The *Init* program comprises a straight-line sequence of *Load* instructions that follow those of the *Input* program in straight line. This sequence is unique in the lower log p bits of its memory words because its encoding partitions both the general-purpose registers and the k random numbers such that no two numbers are loaded into the same register; i.e., (*Load*,  $operand_i$ )  $\neq$  (*Load*,  $operand_j$ ),  $i \neq j$ .

None of the three programs above shares any instruction with the other two.  $\hfill \Box$ 

Claim 2. There exists a verifier choice of instruction encoding and sequencing for the three programs above such that an incorrect execution order of a correctly initialized instruction sequence modifies at least one word of input v to  $Horner(H_{d,k,x}(\cdot))$ .
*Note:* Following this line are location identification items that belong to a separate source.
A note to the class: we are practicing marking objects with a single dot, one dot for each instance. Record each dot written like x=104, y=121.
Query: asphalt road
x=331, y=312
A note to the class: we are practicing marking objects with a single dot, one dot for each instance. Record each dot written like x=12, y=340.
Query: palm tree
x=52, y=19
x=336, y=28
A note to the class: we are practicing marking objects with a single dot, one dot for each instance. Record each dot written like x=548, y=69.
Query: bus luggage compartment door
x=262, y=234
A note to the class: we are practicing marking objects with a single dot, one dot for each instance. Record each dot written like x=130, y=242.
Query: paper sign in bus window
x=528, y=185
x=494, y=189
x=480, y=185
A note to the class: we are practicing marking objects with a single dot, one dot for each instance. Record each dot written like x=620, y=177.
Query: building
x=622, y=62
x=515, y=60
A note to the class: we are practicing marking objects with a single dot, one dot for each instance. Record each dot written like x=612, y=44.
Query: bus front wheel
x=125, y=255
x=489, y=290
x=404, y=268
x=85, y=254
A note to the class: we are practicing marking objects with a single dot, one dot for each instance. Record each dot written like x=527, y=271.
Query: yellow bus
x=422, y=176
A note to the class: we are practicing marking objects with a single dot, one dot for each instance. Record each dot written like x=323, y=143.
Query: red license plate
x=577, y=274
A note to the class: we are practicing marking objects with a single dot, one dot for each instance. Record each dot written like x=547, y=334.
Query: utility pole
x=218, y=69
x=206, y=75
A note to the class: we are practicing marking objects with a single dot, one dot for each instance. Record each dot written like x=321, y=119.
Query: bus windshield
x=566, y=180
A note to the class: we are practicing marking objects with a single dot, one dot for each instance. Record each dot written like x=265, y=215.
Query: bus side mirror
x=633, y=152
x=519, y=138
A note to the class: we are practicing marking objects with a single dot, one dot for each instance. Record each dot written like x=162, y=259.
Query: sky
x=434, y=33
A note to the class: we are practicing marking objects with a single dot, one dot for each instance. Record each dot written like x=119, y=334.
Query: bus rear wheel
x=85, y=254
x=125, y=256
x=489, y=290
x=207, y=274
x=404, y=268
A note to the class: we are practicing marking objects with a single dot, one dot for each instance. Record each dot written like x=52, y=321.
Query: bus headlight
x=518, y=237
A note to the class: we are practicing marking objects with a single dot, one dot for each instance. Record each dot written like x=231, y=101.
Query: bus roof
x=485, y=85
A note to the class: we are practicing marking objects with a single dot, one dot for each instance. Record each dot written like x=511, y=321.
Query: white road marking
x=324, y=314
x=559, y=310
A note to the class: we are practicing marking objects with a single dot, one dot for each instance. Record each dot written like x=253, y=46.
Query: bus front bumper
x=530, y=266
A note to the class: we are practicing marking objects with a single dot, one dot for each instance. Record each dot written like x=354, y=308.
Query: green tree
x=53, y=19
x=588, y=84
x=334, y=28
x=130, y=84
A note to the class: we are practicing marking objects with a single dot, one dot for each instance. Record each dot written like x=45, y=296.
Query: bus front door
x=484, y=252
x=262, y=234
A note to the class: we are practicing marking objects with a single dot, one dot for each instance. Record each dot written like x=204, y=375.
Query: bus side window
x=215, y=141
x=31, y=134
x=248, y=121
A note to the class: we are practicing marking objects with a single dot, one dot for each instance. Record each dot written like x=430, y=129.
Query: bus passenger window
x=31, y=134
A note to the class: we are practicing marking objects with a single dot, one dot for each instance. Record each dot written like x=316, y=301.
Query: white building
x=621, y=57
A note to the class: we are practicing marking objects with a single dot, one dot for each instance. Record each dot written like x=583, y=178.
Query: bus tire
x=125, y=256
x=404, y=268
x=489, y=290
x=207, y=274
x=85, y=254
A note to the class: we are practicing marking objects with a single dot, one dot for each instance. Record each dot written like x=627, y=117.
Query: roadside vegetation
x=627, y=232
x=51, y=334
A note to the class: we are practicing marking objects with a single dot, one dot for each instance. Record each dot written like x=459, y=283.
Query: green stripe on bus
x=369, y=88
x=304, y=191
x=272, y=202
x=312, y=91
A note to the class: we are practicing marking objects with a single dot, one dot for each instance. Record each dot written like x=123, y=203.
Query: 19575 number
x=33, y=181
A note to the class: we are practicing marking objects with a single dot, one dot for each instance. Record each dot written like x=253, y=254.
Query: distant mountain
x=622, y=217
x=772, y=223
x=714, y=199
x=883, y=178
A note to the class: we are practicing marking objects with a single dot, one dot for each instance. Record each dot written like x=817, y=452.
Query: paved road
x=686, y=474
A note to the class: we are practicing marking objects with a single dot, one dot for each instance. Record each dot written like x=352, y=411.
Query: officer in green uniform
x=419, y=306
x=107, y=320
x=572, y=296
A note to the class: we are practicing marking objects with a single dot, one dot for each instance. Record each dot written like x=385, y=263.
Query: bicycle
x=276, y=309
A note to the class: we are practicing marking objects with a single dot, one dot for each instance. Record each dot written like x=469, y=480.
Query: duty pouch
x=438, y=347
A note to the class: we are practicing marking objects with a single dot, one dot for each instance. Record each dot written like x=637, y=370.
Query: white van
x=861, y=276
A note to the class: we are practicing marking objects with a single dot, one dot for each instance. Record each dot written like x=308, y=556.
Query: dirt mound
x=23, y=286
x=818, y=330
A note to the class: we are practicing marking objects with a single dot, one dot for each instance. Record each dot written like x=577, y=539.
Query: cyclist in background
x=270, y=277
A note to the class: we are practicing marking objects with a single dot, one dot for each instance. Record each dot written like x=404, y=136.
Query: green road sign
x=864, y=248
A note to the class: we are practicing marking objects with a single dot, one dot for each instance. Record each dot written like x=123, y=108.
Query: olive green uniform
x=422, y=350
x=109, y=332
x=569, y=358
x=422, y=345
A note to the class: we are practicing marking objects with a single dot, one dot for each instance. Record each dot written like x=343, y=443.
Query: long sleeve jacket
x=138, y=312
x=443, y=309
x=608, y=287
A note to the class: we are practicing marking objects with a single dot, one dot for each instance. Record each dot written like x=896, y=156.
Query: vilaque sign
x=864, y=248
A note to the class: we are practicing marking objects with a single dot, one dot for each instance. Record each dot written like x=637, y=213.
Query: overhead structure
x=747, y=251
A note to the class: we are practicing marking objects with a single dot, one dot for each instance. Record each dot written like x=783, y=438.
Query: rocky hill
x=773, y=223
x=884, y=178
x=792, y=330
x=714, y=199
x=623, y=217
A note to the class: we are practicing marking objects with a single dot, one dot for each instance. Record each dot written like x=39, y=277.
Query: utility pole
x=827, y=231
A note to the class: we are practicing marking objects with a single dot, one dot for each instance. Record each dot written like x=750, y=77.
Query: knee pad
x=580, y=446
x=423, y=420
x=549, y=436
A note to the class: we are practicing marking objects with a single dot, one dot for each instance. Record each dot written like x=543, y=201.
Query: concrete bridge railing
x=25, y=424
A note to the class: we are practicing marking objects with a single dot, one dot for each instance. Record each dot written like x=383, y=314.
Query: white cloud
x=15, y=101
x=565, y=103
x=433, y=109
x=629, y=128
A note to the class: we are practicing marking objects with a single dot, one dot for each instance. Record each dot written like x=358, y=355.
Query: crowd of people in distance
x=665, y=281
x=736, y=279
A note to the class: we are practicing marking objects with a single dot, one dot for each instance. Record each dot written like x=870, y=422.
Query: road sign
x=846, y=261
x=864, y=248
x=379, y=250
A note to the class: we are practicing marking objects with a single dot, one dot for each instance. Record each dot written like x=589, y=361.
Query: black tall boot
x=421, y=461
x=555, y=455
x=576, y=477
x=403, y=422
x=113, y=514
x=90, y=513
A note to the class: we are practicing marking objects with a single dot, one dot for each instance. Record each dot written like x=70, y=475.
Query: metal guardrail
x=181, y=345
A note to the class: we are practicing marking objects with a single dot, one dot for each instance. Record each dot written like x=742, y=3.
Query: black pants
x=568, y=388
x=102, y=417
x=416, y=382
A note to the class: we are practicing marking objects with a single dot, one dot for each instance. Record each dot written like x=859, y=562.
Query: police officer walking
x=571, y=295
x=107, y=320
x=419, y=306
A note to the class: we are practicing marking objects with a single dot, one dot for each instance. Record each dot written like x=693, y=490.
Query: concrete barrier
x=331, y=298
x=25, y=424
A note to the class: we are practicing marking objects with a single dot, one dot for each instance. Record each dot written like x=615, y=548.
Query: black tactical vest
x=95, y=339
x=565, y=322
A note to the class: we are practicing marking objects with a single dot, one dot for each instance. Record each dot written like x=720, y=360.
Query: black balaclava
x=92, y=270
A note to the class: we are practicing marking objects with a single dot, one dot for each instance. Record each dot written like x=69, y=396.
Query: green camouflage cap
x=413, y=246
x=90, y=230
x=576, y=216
*Proof.* Let the straight-line *processor-state initialization* program comprise a sequence of prefix instructions followed by a sequence of suffix instructions. Let the verifier choose the prefix to be the instructions that modify the lower log p bits

of special processor-state registers. Then if the execution of any prefix instructions is omitted by the boot loader's transfer of control, or by a return from a surreptitiously triggered interrupt whose handler causes a forward branch, some word of v representing the lower log p bits of a special processorstate register differs from the verifier's choice, and hence is modified.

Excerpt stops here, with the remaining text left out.